Published on: 22 Mehefin 2020

Shaun Tan's beautiful picture book for older children, Tales from the Inner City, won the Kate Greenaway medal for illustration earlier this year. He talks to us about winning the prize, his own favourite books, and the magic of a frog in a boardroom.

Congratulations on winning the Kate Greenaway medal for Tales from the Inner City! How does it feel to have won such a famous illustration prize?

Very exciting. I think the main feeling is of camaraderie with other writers and illustrators that have won the same award, especially over such a long history, that really is such a wonderful feeling. It’s such a fantastic arts community, book illustration, one with good integrity and of such great profound cultural value when you think about the impact on young, critical minds. Winning an award like this is something I could never have imagined when I started out as an illustrator, much less as a child noticing medal stickers on certain books, and reading them to try and figure out what made them special. I’m sure awards like this do encourage kids to read, and to read far beyond award-winning titles too.
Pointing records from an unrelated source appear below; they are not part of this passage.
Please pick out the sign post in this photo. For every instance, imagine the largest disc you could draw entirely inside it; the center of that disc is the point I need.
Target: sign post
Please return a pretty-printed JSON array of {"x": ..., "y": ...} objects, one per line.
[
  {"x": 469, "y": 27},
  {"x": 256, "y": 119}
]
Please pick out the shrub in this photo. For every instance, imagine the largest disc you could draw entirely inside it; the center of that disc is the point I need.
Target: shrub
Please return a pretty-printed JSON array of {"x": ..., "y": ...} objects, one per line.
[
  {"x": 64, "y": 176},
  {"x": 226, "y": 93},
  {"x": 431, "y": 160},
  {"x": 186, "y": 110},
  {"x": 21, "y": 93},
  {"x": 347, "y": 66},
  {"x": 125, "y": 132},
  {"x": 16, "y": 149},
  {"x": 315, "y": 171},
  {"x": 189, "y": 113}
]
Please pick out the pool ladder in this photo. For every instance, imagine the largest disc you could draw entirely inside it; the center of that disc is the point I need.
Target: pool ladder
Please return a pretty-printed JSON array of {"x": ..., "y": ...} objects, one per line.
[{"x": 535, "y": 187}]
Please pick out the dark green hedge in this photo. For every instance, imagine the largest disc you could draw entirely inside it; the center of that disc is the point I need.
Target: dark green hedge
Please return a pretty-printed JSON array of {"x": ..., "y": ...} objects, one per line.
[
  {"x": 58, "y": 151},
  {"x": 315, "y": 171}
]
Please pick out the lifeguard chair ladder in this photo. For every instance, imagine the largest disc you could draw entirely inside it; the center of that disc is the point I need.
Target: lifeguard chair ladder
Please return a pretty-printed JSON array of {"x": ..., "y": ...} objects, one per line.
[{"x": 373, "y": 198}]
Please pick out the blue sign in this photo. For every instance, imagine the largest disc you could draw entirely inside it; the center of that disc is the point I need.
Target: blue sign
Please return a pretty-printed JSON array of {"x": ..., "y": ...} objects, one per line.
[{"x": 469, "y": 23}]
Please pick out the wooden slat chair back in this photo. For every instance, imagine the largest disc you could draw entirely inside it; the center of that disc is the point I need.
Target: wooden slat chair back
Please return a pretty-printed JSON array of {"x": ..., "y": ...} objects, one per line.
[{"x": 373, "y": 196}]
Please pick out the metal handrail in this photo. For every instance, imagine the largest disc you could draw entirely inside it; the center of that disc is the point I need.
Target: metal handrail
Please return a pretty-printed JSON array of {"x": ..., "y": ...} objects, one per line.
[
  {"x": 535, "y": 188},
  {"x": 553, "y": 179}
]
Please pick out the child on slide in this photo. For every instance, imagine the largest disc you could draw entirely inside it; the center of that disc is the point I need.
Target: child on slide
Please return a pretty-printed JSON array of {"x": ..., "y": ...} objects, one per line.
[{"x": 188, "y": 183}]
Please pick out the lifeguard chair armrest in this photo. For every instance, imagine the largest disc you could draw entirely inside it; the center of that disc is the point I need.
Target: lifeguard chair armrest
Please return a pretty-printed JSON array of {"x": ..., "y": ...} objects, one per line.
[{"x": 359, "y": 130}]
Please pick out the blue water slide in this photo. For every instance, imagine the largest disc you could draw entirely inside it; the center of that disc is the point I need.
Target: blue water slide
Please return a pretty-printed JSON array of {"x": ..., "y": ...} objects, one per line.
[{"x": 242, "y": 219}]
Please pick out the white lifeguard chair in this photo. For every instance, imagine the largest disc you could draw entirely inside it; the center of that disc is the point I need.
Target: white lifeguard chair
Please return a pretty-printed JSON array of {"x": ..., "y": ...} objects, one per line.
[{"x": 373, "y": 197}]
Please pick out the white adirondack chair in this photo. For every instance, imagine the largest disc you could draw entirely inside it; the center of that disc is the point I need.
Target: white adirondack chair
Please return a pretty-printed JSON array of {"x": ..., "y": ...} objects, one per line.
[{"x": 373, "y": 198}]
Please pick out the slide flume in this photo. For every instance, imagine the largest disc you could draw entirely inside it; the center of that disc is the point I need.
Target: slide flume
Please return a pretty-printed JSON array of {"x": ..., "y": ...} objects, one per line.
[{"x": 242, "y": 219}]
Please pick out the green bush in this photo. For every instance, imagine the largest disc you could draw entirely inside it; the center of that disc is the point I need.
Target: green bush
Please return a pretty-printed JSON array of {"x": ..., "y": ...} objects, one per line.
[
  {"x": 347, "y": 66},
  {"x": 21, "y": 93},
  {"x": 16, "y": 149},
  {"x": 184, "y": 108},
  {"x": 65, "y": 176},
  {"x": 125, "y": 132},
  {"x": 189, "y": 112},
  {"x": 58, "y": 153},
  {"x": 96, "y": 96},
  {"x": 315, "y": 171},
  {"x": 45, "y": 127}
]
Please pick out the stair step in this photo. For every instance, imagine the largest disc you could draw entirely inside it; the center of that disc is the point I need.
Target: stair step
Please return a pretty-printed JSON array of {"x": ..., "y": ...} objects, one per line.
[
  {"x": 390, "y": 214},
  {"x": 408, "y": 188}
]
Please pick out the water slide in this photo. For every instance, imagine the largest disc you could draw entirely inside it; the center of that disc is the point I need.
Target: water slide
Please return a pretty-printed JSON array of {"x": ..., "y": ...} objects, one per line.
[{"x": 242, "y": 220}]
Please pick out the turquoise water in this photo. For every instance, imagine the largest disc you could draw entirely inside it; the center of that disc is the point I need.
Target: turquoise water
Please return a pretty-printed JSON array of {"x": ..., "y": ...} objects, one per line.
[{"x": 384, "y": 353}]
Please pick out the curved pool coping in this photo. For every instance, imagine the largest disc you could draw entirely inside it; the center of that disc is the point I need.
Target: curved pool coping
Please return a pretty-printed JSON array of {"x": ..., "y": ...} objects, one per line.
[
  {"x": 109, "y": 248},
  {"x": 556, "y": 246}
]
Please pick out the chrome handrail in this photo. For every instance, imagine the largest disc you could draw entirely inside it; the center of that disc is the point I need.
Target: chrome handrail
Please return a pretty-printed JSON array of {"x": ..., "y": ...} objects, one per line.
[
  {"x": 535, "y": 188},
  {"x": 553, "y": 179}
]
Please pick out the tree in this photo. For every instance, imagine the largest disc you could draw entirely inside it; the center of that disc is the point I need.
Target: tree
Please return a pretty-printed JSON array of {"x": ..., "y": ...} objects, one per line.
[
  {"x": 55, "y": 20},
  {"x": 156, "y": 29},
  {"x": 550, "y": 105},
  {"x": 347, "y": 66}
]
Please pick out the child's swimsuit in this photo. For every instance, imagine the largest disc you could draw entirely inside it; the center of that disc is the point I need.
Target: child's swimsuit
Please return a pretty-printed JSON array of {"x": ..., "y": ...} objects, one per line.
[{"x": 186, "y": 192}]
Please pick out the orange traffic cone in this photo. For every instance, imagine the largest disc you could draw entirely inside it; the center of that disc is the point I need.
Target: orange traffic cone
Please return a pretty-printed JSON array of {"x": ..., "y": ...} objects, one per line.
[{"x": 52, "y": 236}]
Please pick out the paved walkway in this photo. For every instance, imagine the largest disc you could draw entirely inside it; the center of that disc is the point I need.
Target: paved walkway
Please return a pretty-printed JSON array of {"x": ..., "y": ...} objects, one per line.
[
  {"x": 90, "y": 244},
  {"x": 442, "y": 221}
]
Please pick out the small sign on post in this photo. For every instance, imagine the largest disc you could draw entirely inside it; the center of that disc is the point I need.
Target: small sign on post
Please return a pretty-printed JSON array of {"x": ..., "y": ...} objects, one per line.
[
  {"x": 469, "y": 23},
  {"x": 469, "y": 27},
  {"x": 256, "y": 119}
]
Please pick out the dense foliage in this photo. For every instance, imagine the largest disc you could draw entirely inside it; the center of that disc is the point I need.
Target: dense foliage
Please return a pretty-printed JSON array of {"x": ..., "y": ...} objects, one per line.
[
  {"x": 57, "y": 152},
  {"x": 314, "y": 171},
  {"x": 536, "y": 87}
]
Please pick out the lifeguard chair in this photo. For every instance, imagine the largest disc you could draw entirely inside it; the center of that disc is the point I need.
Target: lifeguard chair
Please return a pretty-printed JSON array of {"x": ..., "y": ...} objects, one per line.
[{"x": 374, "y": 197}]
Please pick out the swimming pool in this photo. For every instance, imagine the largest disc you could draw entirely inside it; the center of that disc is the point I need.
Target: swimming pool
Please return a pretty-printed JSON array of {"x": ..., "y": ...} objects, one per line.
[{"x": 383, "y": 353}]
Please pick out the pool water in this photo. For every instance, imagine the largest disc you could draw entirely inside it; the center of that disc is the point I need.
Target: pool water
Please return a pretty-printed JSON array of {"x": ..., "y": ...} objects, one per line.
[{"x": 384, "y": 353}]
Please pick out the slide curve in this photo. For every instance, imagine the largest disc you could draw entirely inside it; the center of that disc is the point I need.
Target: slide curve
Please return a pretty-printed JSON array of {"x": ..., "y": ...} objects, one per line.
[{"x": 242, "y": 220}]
Tell us a bit about how you came to create Tales from the Inner City?

It was an accumulation of many small creative acts over a long period, maybe stretching over the past decade, which is reflected in the anthology structure of the volume. I like to let things evolve organically in sketchbooks rather than pick or push a theme, only because I find that the latter never works! Interestingly, I always need to start with quite concrete images that are also mysterious, before I find the road to any sort of meaning: frogs on a boardroom table, a whale in the sky, a massive cloud of butterflies flooding a central financial district. What does it all mean? I’ve learned not to ask that too much, to just let myself daydream through notes and doodles in cheap, unimportant sketchbooks.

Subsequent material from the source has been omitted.